Would you believe finishing high school is one of the best ways to cut risk? Schneider says that completing only primary school is one of the biggest risk factors—second only to losing hearing in midlife. The researchers suspect that progressing through a high-school level of education provides a greater “cognitive reserve,” an ability to function despite physical decline in the brain later in life.
As people age, the biggest risk factors for dementia become the ones you might guess: smoking, depression, physical inactivity and social isolation. Remedy these issues early enough, though, and the risk of dementia declines.
With that knowledge, geriatrician Gregory Taylor, assistant professor of clinical medicine at Keck Medicine’s downtown L.A. office, believes patients shouldn’t accept Alzheimer’s disease as inevitable, even when genetic counseling suggests they’re at risk for an inherited form of the disease.
“I think we’re going to find out that most diseases have an environmental, emotional or other component that tips you into a diseased state.
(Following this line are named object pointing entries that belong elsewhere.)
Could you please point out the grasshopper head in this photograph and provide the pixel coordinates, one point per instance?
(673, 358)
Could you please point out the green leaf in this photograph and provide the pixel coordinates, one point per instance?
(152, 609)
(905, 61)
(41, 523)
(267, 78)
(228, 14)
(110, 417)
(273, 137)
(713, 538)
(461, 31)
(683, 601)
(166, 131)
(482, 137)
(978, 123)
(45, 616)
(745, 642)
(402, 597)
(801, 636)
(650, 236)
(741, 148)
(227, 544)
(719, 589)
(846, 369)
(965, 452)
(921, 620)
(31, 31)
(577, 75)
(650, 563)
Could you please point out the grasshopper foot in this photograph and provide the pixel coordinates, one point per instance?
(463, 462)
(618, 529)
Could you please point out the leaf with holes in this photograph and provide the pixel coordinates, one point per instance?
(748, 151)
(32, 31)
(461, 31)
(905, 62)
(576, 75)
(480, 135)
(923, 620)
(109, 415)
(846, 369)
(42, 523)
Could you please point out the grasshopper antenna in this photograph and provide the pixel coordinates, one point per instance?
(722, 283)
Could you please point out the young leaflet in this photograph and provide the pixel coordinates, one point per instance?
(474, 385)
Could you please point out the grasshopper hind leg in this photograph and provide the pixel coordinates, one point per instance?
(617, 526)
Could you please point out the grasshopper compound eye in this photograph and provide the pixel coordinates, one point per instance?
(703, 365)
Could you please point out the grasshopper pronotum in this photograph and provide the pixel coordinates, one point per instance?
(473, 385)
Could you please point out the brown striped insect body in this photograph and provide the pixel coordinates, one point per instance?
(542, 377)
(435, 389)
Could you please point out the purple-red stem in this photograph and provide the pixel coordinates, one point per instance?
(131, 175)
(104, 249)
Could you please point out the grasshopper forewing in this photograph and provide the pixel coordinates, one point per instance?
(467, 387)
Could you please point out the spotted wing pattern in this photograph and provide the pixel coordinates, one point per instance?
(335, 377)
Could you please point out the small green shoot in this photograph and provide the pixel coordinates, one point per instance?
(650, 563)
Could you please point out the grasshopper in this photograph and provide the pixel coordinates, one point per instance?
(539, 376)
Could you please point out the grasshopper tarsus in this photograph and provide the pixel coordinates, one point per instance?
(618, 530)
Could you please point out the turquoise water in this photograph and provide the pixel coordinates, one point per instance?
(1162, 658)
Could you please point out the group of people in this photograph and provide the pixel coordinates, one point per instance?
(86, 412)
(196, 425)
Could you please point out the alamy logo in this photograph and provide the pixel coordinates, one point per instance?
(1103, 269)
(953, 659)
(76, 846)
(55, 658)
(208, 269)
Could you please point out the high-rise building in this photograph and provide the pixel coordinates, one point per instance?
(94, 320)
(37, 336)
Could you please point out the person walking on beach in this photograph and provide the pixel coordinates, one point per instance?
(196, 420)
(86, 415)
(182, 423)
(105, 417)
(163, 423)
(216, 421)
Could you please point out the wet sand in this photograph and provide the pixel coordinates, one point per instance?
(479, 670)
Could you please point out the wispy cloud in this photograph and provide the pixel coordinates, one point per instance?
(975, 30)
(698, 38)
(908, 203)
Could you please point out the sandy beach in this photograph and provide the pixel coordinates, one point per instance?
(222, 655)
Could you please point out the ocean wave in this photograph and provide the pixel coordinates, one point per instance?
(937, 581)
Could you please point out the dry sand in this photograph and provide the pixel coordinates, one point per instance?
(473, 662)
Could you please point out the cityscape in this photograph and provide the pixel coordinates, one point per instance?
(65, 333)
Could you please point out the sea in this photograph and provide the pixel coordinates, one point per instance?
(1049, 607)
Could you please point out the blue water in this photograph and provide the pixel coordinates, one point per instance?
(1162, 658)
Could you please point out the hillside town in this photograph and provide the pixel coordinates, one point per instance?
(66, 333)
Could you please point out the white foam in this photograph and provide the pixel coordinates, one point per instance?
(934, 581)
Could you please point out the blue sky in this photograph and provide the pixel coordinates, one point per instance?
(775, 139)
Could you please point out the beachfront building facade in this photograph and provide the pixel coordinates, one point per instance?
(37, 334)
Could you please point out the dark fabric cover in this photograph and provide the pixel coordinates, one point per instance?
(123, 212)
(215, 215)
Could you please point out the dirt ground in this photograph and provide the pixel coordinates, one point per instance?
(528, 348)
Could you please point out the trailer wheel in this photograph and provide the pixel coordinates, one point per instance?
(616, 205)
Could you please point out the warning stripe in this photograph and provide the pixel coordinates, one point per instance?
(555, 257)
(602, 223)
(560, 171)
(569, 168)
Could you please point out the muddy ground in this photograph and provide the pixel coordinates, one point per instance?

Just because it’s coded into your genome doesn’t mean it’s going to translate into getting it,” he says.
Taylor treats patients from Los Angeles’ diverse downtown neighborhoods and says it’s important to understand how each person feels about aging. Many fear worsening health, and often are unaware of treatments and lifestyle changes that can help with healthy aging.
He keeps patients up to date on interventions, such as improving their diet and exercising or quitting smoking, that go a long way toward improving long-term health. “I say, ‘Look, it doesn’t have to be that way. And you don’t have to do it alone.'”
Redefining retirement
As people live healthier for longer, one major hurdle to improving quality of life is that seniors often don’t know how to navigate their new day-to-day routine. Many presume that beyond a certain age, they face only a steady and inevitable decline.
Keck Medicine of USC’s Carolyn Kaloostian, assistant professor of clinical family medicine and geriatrics, says society needs to reset its presumptions about older people’s abilities, starting with work. “I have patients in all different fields who get better as they go,” she says. “The problem lies with employers who are pushing them into retirement too soon.”
Sometimes patients feel depressed once they stop working. Kaloostian helps them create a plan to stay active and explore new ways to keep contributing. “When they set goals for retirement, ambition continues and work does not end. So the idea is to promote healthy aging while feeling good about achieving new goals,” she says. Kaloostian keeps seniors feeling good by introducing them to a team of professionals who guide them through proper nutrition and exercise and to enjoyable activities or work. Patients often consult with these experts remotely from home, by phone or computer.